You do not need to guess. Look at your income, withholding, credits, prior-year tax, and expected 2026 tax. If the numbers are not clear, get help before the deadline instead of waiting until next filing season.
Need a June estimated tax checkup? Contact SCL Tax Services today and get a clear answer before the IRS deadline passes.
Who has to pay quarterly taxes by June 15, 2026?
You may need to pay by June 15, 2026 if you expect to owe at least $1,000 in federal tax after withholding and credits. This often applies to freelancers, gig workers, small-business owners, landlords, investors, retirees with taxable income, and people whose paychecks do not withhold enough tax.
What income does the June 15 estimated tax payment cover?

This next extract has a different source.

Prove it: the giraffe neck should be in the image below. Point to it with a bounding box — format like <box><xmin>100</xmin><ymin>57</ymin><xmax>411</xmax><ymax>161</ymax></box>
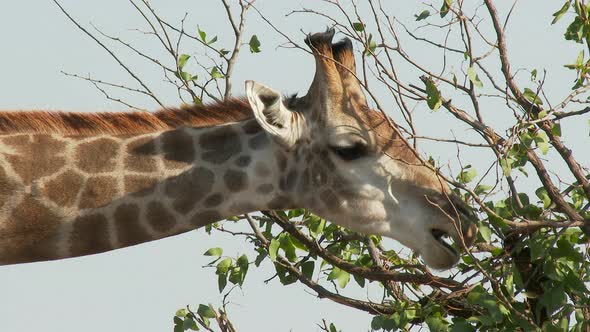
<box><xmin>0</xmin><ymin>119</ymin><xmax>297</xmax><ymax>265</ymax></box>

The June 15 estimated tax payment generally applies to the second 2026 payment period, which covers income from April 1 through May 31. That is why the June deadline can feel odd. It is not a normal three-month quarter.
Do freelancers have to pay estimated taxes?
Many freelancers do, especially if they expect to owe $1,000 or more after credits and withholding. Freelancers may owe both income tax and self-employment tax, so it is important to calculate the payment instead of guessing.
Can I avoid estimated taxes by increasing my paycheck withholding?
Yes, some W-2 employees can avoid separate estimated tax payments by asking their employer to withhold more federal tax from their paycheck. This is done by filing a new Form W-4 with the employer.
What is Form 1040-ES?
Form 1040-ES is the IRS form individuals use to figure and pay estimated tax. It includes worksheets and payment vouchers, and it helps taxpayers estimate income, deductions, credits, and tax for the year.
What is the safe harbor rule for estimated taxes?
Most taxpayers can avoid the underpayment penalty if they owe less than $1,000 after withholding and credits, or if they paid at least 90% of the current year’s tax or 100% of the prior year’s tax, whichever is smaller. Some higher-income taxpayers may need to use 110% of the prior year’s tax.